While there are different methods of appealing a decision—such as the Medical Devices Dispute Resolution Panel, a petition for administrative reconsideration, filing a citizen's petition, or a public hearing before an advisory committee—Shapiro said supervisory appeals are almost always the only realistic choice.
Supervisory appeals are private and informal, and generally the quickest and least expensive appeal option. Shapiro said FDA has a three month “target” to resolve supervisory appeals, but there are no statutory time requirements and upper management is often busy, so appeals can languish. Another potential issue is that upper management is presumptively reluctant to overrule a primary review team.
All other potential appeals are much more formal and often public, but FDA will not necessarily move any quicker. For example, while there is no deadline for a company to file a citizen petition, the agency by law has 180 days to respond. Yet FDA frequently misses the deadline by months or even years, and there is no penalty for the agency missing deadlines, Shapiro said.
A petition for administrative reconsideration is not much better. Shapiro said it must filed within 30 days of the date of the FDA decision, but waiting for FDA to respond is usually not worth it, he said.

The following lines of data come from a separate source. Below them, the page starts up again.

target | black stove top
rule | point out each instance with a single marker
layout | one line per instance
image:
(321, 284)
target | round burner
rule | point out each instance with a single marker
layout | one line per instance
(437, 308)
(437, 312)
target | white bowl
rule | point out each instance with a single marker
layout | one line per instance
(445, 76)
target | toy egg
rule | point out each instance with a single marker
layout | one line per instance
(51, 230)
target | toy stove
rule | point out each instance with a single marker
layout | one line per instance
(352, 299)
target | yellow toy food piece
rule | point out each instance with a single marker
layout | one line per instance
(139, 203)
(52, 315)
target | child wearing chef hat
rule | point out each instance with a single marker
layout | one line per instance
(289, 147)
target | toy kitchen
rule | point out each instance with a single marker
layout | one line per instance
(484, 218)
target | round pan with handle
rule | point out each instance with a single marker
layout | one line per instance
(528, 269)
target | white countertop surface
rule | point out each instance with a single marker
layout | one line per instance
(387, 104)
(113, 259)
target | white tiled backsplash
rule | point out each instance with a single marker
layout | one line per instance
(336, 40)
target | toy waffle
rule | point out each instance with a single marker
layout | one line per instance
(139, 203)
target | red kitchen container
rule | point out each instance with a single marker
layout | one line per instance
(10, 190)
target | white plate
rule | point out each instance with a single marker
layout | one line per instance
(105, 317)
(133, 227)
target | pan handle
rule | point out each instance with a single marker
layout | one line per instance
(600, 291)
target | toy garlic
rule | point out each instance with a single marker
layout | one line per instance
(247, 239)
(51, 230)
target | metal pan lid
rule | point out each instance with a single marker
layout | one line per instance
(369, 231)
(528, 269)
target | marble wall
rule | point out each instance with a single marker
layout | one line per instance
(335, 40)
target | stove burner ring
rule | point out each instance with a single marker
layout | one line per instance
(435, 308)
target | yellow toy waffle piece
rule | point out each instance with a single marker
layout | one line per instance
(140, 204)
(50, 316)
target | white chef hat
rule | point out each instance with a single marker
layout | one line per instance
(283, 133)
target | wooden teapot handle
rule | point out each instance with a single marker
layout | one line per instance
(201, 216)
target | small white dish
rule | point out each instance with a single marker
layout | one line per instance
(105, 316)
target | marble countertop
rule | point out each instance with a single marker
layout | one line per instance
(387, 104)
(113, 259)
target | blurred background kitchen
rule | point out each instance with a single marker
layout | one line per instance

Another potential problem is if FDA denied a 510(k) application. A company could dispute a request for additional information or a determination of not substantially equivalent, but unlike with a premarket approval application, there is no statutory right to appeal a 510(k), Shapiro said.
Shapiro suggested that FDA could establish an Office of Appeals for Premarket Submissions. The office would be located within the director's office of the Center for Devices and Radiological Health, and report directly to the CDRH ombudsman.
The ombudsman is still the most helpful person within FDA when dealing with procedural issues like a delayed agency response to an appeal, Shapiro said. However, the ombudsman's office will not help with the actual substance of an appeal.
Shapiro said this potential appeals office would have a dedicated staff with multidisciplinary scientific/medical expertise, and varied premarket review experience. It would standardize the appeals process by operating under a written procedure with established milestones and timelines. It would also create a single office to hold accountable with metrics for timely and fair appeals, Shapiro said.